Hening sejenak, sebelum Ren menjawab. “Untuk bergabung dengan Para Terpilih, tentu saja. Ingat rencana B?”
“Oh, ya. Maaf. Aku lupa soal itu.” Thorn terkekeh, sambil menggosok bagian belakang lehernya dengan malu-malu.
“Bagaimana mungkin kau bisa melupakan itu?” tanya Lilith dengan nada tak percaya. “Itulah sebabnya aku dan Ren hilang.”
Elias tersentak bangun saat Thorn mengerutkan kening menatap Lilith. “Kau terlihat… baik-baik saja,” kata Thorn, matanya melirik dari Lilith ke Ren dengan curiga.
“Kita tidak punya waktu untuk ini, Thorn,” kata Ren, memicu pria itu untuk bertindak.

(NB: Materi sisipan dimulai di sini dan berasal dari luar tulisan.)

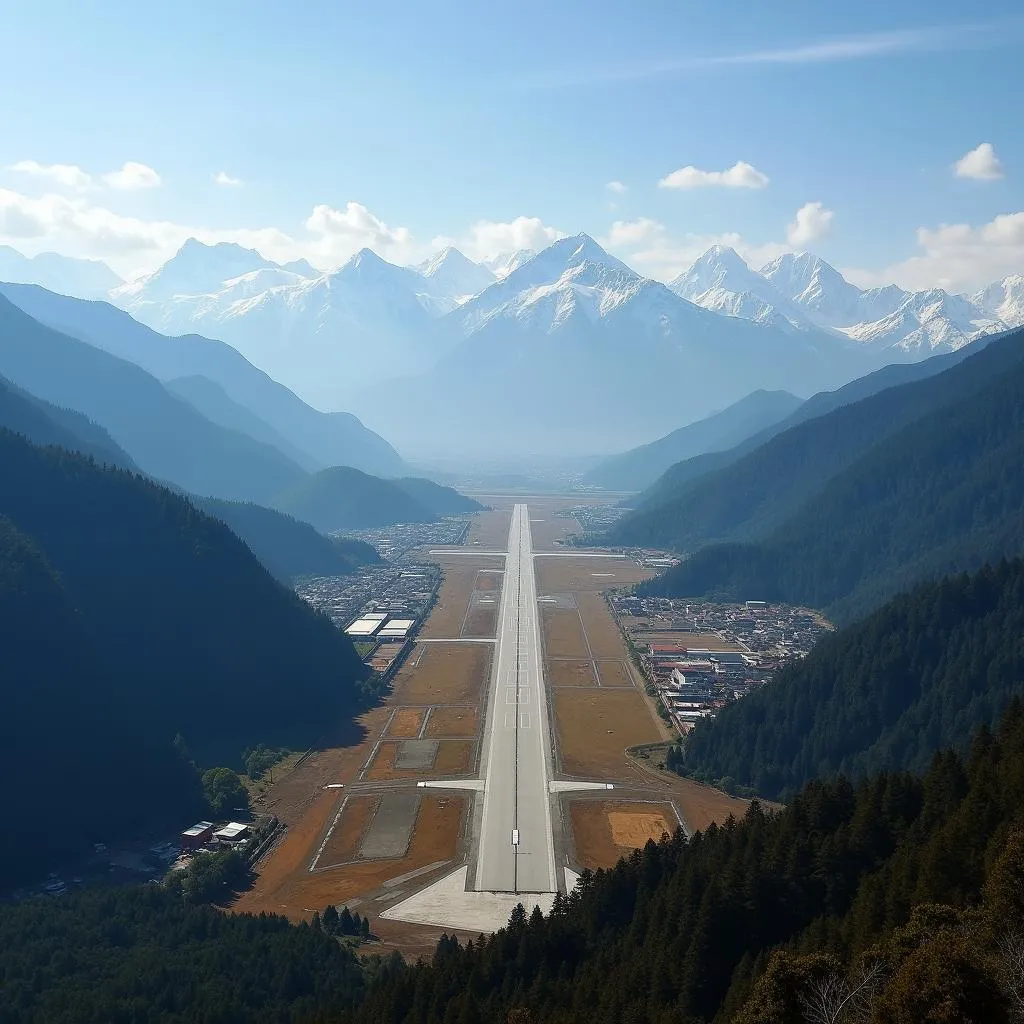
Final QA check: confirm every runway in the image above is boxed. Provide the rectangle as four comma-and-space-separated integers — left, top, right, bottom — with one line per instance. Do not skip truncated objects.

“Aku telah melacak pergerakan orang-orang yang terinfeksi.” Thorn menghabiskan sisa birnya, lalu melemparkan cangkirnya keluar jendela. “Cara mereka bergerak, bagaimana mereka berkumpul di area tertentu. Itu cukup terkoordinasi bagiku untuk melacak sumber pikiran mereka.”
Dia menatap mata Ren. “Dia di sini, Ren. Jauh di dalam kota, mengendalikan segalanya seperti dalang gila.”
Ren mengangguk sekali. “Kalau begitu kita bergerak.”
Dia menoleh ke arah yang lain. “Aku dan Thorn akan langsung mengejar Nabi Merah. Kita akan bersembunyi dan bergerak cepat. Dia tidak akan melihat kita datang.”
“Kalian bertiga adalah pengalih perhatiannya.” Ren melanjutkan sambil mengangguk ke arah Lilith, Elias, dan Valen. “Bertarunglah dengan gigih dan tarik perhatian sebanyak mungkin. Buatlah keributan. Jika dia sedang memperhatikan, aku ingin dia fokus pada kalian. Itu akan memberi kita kesempatan untuk mendekat.”
“Dan ketika kita melakukannya, permainan berakhir.”